Quand un prof arrive, il n’a qu’une obsession : ne pas être bordélisé, tenir sa classe. Mon événement fondateur sera l’inverse : je me rends compte qu’une classe qui suit docilement ça me panique, me tétanise. Tous ces gens qui enregistrent passivement le cours, cela me désespère. Je vois là l’absurdité de l’école. Une caisse enregistreuse.

Mais vous, en tant qu’élève, vous étiez pourtant comme cela ?

Oui, j’étais un très bon fonctionnaire du métier d’élève. Quand ça fonctionne, on n’a pas de recul critique, sauf si on a lu Bourdieu, mais on ne le vit pas dans son corps. Par contre, le prof, lui, est au cœur des dysfonctionnements. Enseigner dans les quartiers populaires n’a fait que radicaliser ma position sur l’école.

J’avais repéré, dès 18-20 ans, qu’il y avait un moment exceptionnel de la pensée française qui croisait mes problématiques : Foucault, Deleuze, Rancière, Derrida. Je suis entré dans une boulimie de lectures. C’est dans Rancière, qui déteste les positions d’autorité, que je me reconnais le mieux. Ayant lu tout cela trois ans avant de devenir prof, je savais à quoi m’en tenir. J’avais peu d’espoir de transformer d’un seul coup cette machine inégalitaire en machine égalitaire. Tout le monde devrait lire Bourdieu à l’école.

En 2003, vous publiez votre premier livre « Jouer juste »…

J’ai toujours eu l’idée très banale, très conditionnée chez les petits Français de la petite bourgeoisie intellectuelle, de me mettre un jour à un roman. J’avais parmi mes collègues à Dreux un dénommé Philippe Adam, qui a publié en 2002 un premier roman aux éditions Verticales. Je lui ai fait lire mon livre, et il l’a fait lire à son éditeur. Est-ce que j’en serais arrivé là sans lui ? On ne saura jamais. Je considère que j’ai eu de la chance.
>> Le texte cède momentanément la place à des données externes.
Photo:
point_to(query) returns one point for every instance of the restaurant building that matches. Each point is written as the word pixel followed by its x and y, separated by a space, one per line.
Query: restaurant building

« Entre les murs », votre livre inspiré de votre expérience d’enseignant, va être primé, puis adapté au cinéma et obtenir, en 2008, la Palme d’or à Cannes. Quel est le moment le plus important de cette période ?

Je suis un mec très concret. Ce qui m’intéresse, c’est ce qui arrive à mon corps : d’abord écrire le livre, ça, ce n’est pas rien. Pour le film, ce qui m’arrive est d’être acteur pendant sept semaines. Pour moi, tout se termine en août 2007, à la fin du tournage. Ce qui va suivre n’est plus mon affaire. Entre les murs n’a pas changé ma vie, cela a changé le regard sur moi. Mais c’est tout. Qu’est-ce que je faisais avant ? Je lisais, j’écrivais. Qu’est-ce que je fais depuis : je lis, j’écris.

Le film a suscité beaucoup de débats sur l’école. Vous vous y attendiez ?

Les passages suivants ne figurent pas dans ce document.